In a first for Menlo-Atherton High School's Senior Awards Night, held this year on May 31, scholarships were handed out in the name of Alice Kleeman, a college adviser for M-A students for 20 years before retiring in June 2015.
A four-year college scholarship, a two-year scholarship and two honorable mentions were awarded in Ms. Kleeman's name, drawn from a fund of about $75,000 raised by more than 100 donors, according to scholarship committee member Joan Lambert.
The plan going forward is to award two scholarships per year "for the next several years." One will go to a student attending a community college; the other to a student attending a four-year college. The scholarships will "award students with financial need who show drive, determination, and the deep desire to excel in college," according to the website
M-A seniors receiving scholarships and honorable mentions are:
■ Luis Acosta Linares, who plans to attend the University of California at Berkeley and who will receive $2,500 a year for four years.
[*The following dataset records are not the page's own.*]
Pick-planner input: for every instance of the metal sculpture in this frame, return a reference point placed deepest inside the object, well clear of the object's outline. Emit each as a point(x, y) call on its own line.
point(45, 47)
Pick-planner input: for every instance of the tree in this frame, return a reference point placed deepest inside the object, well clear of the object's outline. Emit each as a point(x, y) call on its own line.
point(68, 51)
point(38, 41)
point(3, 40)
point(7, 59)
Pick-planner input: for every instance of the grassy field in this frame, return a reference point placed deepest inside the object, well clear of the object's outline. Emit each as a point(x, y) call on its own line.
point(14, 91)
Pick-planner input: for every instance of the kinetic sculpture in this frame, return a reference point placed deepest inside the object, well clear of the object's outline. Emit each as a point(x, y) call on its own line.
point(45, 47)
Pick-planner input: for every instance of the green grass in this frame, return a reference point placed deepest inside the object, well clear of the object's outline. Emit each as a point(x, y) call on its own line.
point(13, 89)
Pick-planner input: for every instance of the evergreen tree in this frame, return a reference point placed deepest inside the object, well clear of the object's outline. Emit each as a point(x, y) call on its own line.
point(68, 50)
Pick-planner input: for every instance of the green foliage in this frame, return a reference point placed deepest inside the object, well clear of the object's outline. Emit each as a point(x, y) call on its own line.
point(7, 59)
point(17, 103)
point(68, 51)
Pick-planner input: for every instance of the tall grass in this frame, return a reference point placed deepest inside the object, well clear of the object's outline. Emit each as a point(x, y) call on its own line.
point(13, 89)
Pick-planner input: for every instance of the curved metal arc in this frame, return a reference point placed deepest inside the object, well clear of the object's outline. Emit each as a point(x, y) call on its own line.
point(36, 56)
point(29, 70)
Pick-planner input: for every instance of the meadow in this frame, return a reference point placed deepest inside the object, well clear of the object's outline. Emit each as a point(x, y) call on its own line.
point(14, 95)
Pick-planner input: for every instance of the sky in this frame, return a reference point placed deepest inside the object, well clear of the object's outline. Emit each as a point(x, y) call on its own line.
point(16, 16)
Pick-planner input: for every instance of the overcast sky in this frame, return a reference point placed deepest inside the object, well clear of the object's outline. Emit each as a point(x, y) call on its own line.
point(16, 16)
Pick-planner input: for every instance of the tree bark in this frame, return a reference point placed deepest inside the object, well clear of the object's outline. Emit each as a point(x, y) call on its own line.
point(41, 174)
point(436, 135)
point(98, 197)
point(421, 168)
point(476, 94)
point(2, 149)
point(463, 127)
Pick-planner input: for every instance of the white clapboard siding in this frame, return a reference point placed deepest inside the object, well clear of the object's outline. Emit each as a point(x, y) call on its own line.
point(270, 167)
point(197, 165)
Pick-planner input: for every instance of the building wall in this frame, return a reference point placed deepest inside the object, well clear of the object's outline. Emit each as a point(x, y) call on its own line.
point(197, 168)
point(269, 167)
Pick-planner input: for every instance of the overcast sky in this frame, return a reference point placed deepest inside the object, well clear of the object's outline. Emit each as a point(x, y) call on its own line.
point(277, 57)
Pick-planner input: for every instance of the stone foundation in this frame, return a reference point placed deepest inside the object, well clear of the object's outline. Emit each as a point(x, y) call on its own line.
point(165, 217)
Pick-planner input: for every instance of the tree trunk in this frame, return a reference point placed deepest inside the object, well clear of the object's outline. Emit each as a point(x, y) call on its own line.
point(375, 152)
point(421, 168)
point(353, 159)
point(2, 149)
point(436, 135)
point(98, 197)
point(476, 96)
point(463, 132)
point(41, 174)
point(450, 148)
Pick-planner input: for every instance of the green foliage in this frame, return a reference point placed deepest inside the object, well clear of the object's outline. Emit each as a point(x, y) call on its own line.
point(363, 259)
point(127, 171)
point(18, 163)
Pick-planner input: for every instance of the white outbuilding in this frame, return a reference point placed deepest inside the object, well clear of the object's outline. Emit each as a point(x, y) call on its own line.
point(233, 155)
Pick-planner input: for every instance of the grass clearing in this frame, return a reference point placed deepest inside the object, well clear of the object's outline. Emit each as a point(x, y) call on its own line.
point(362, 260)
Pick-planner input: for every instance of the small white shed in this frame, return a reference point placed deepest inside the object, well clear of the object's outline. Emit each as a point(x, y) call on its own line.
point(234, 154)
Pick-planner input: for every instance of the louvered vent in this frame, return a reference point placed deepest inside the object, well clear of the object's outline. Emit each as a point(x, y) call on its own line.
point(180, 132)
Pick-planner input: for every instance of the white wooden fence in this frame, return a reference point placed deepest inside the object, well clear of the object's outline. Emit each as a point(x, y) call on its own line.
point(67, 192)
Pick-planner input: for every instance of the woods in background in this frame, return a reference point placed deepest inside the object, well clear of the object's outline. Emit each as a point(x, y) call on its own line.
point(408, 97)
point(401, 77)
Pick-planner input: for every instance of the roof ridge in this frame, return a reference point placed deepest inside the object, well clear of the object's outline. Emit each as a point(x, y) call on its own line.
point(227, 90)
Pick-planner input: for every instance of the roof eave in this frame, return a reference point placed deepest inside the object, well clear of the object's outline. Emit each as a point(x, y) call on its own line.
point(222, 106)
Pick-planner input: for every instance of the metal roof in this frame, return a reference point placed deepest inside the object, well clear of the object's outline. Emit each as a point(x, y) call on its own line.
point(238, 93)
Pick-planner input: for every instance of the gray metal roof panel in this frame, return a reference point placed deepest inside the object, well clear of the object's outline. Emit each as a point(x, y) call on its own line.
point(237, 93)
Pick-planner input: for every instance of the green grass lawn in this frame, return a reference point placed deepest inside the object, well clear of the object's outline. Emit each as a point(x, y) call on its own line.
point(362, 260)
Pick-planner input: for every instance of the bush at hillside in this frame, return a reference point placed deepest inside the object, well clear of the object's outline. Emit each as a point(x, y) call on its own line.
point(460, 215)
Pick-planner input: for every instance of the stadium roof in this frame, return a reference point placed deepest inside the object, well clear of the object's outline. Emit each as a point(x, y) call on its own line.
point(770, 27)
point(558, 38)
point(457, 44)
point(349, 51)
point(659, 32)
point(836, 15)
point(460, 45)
■ Orbelina Carranza, who plans to attend Canada Community College and who will receive $750 per year for her two years, and $2,500 for each of the next two years if she transfers to a four-year school.
■ Sharon Ontiveros and Lesly Gopar Chavez, who received honorable mentions and one-time scholarships of $2,500 each.
There are no plans to continue the honorable-mention awards beyond 2016, Ms. Lambert said.
Ms. Kleeman chose the recipients, and the scholarships include an offer to the award winners for mentoring from Ms. Kleeman throughout their undergraduate years, Ms. Lambert said.
"We believe that Alice's mentorship is worth way more than the amount of money we'll be able to give the students," she said.
Loved and admired
The scholarship project is the work of four or five mothers in a partnership with the M-A Alumni Association, which already gives out scholarships, Ms. Lambert said.
The idea came from students who had received guidance from Ms. Kleeman in the past and wanted to "do something for Alice," Ms. Lambert said. "She didn't want recognition, but wanted to quietly retire. This is a way to honor her legacy and help kids without lionizing her."
The project has Ms. Kleeman's support. "She was totally supportive and actually got more and more excited about it," Ms. Lambert said.
"I think this is a testament to how loved Alice is," she said. "It would be hard to find someone at that school who is more universally loved and admired."